US 12,437,571 B2
	Document information extraction without additional annotations
Shachar Klaiman, Heidelberg (DE); and Marius Lehne, Berlin (DE)
Assigned to SAP SE, Walldorf (DE)
Filed by SAP SE, Walldorf (DE)
Filed on Oct. 22, 2020, as Appl. No. 17/077,568.
Prior Publication US 2022/0129671 A1, Apr. 28, 2022
Int. Cl. G06V 30/414 (2022.01); G06F 18/21 (2023.01); G06F 18/25 (2023.01); G06N 3/045 (2023.01); G06N 3/08 (2023.01); G06V 30/10 (2022.01)

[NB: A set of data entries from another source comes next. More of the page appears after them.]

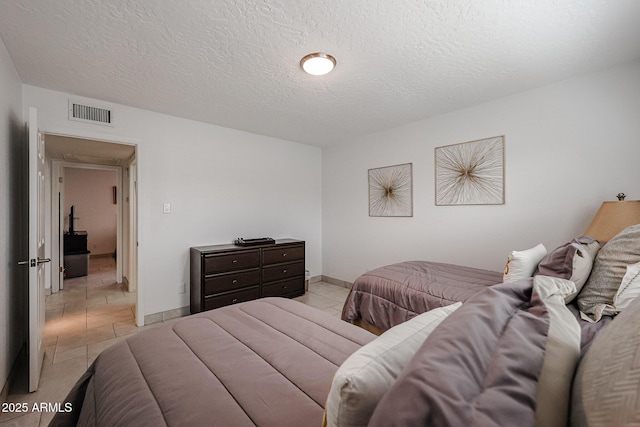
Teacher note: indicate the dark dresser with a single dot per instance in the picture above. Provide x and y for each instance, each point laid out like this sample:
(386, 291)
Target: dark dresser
(227, 274)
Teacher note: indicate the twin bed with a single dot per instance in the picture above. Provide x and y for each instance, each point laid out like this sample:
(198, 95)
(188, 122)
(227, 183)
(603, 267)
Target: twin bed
(271, 362)
(390, 295)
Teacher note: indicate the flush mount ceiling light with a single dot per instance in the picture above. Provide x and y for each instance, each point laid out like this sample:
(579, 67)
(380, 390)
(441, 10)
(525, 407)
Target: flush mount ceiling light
(318, 63)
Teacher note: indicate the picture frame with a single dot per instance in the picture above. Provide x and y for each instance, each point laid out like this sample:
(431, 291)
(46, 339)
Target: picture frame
(391, 191)
(470, 173)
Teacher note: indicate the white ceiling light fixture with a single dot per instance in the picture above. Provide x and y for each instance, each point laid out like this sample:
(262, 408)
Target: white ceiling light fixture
(318, 64)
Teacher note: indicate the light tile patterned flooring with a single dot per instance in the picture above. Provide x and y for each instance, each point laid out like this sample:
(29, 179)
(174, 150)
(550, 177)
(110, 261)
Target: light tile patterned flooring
(89, 315)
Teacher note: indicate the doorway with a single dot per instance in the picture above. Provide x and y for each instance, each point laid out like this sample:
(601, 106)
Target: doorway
(116, 265)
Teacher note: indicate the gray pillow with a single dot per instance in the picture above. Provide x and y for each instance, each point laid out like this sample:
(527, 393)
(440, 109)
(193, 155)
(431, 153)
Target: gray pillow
(605, 388)
(609, 268)
(506, 357)
(571, 261)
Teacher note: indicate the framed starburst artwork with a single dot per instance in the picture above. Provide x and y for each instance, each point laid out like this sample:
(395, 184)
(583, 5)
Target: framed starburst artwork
(391, 190)
(470, 173)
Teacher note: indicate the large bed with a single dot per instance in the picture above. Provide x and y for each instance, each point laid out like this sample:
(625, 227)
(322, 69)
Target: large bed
(390, 295)
(267, 362)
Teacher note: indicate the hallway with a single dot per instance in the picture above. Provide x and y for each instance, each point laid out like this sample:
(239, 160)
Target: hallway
(89, 310)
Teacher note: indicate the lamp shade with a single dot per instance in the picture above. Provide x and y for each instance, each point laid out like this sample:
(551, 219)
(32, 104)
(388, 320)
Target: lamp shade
(612, 218)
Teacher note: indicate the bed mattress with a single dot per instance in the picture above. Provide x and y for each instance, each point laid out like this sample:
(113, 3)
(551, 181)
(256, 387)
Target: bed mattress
(390, 295)
(266, 362)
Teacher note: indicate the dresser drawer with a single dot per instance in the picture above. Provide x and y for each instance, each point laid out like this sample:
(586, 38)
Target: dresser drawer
(282, 271)
(284, 288)
(240, 260)
(228, 281)
(232, 298)
(286, 254)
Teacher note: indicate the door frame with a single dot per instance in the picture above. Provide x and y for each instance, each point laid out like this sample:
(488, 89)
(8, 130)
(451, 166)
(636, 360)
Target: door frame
(58, 215)
(133, 233)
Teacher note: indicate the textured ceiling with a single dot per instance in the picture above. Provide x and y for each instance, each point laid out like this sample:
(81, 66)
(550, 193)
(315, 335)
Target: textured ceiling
(235, 63)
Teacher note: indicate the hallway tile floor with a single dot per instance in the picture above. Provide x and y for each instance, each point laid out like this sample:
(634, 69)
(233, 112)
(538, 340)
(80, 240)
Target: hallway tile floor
(89, 315)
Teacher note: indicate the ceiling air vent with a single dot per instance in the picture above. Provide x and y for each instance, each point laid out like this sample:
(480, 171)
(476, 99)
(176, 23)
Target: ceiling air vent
(89, 114)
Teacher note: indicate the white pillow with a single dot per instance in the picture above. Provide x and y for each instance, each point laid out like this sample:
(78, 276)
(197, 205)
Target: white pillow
(522, 264)
(629, 288)
(562, 353)
(367, 374)
(628, 291)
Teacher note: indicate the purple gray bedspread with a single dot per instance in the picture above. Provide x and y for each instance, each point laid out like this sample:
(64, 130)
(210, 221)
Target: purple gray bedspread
(267, 362)
(390, 295)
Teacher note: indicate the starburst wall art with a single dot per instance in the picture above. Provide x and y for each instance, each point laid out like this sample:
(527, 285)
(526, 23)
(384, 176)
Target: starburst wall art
(391, 191)
(470, 173)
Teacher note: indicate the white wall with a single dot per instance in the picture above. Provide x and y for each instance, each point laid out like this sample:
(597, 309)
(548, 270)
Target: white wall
(12, 283)
(221, 184)
(91, 192)
(569, 146)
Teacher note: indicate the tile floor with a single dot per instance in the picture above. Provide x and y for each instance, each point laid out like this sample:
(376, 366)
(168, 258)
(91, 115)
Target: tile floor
(89, 315)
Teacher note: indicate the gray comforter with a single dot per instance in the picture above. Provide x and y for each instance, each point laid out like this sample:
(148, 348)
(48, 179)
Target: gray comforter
(390, 295)
(267, 362)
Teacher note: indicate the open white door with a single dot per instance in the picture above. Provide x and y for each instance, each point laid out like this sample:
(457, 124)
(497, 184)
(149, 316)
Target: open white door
(36, 259)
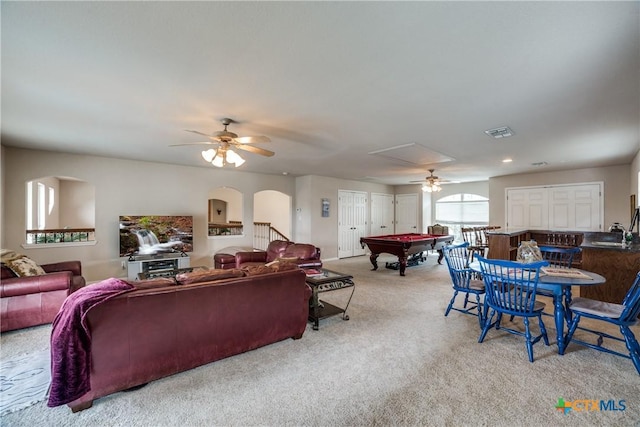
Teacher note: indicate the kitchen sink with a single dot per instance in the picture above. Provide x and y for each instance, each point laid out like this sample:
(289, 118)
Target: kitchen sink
(610, 244)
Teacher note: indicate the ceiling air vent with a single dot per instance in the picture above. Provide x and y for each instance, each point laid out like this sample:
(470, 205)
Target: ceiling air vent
(502, 132)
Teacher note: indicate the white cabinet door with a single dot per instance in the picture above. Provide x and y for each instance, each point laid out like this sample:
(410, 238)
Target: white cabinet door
(528, 208)
(406, 213)
(381, 214)
(352, 222)
(574, 207)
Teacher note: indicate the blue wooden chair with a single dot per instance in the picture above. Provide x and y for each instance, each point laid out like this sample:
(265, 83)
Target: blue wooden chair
(511, 290)
(559, 257)
(463, 280)
(623, 315)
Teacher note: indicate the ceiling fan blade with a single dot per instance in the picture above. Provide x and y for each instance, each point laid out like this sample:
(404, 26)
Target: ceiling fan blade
(199, 133)
(253, 149)
(195, 143)
(252, 139)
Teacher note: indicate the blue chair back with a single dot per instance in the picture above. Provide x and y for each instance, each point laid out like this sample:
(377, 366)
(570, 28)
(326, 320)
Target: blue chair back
(511, 286)
(457, 258)
(559, 257)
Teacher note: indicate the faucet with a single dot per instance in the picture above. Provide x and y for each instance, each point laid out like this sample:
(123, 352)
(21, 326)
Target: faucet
(617, 228)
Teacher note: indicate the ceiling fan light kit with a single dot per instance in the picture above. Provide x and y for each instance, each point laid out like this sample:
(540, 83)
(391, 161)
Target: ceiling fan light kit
(224, 141)
(431, 183)
(431, 187)
(221, 157)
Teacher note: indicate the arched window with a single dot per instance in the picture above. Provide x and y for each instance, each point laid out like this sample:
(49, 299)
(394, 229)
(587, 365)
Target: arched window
(462, 210)
(59, 211)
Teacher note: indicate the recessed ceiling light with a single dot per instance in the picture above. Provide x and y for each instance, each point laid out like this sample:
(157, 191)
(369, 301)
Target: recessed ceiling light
(497, 133)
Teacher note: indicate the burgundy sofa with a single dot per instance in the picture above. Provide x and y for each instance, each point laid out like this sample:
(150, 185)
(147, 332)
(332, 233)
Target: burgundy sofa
(35, 300)
(302, 254)
(147, 334)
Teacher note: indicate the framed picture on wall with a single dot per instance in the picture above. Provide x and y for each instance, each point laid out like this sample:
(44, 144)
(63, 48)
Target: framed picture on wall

CPC G06V 30/414 (2022.01) [G06F 18/217 (2023.01); G06F 18/251 (2023.01); G06N 3/045 (2023.01); G06N 3/08 (2013.01); G06V 30/10 (2022.01)]

20 Claims

1. A computer implemented method for extracting a field from a document, comprising:

receiving, by at least one processor, the document and a key, wherein the key specifies the field to extract from the document, the key is in textual format, the field is a plurality of characters, and the document is an image representing a plurality of fields;

processing, by a convolutional neural network (CNN) of an encoder, the document, thereby obtaining a feature map;

combining, by the encoder, the feature map with positional information for each feature in the feature map, thereby obtaining a spatial-aware feature map;

processing, using a recurrent neural network (RNN) of a decoder, the spatial-aware feature map and the key, thereby extracting the field in the document corresponding to the key, wherein the processing the spatial-aware feature map and the key comprises:

initializing, a first RNN state associated with the RNN of the decoder, a first set of attention weights for an attention layer, and a first output vector;

generating a second set of attention weights for the attention layer based on the spatial-aware feature map, the key, the first RNN state associated with the RNN, the first set of attention weights for the attention layer, and the first output vector;

generating a context vector based on the spatial-aware feature map and the second set of attention weights using the attention layer;

processing the context vector, the key, and an input vector using the RNN to obtain a second RNN state associated with the RNN;

generating a second output vector based on the second RNN state and the context vector using a projection layer;

storing the second output vector in a list of output vectors;

repeating, until the second output vector corresponds to an end token, the generating the second set of attention weights, the generating the context vector, the processing the context vector, the generating the second output vector, and the storing the second output vector with the second set of attention weights set to a value of the first set of attention weights, the second RNN state set to a value of the first RNN state, the second output vector set to a value of the first output vector, and the second output vector set to a value of the input vector; and

extracting only the field from the document based on the list of output vectors, wherein each output vector of the list of output vectors is derived from the key.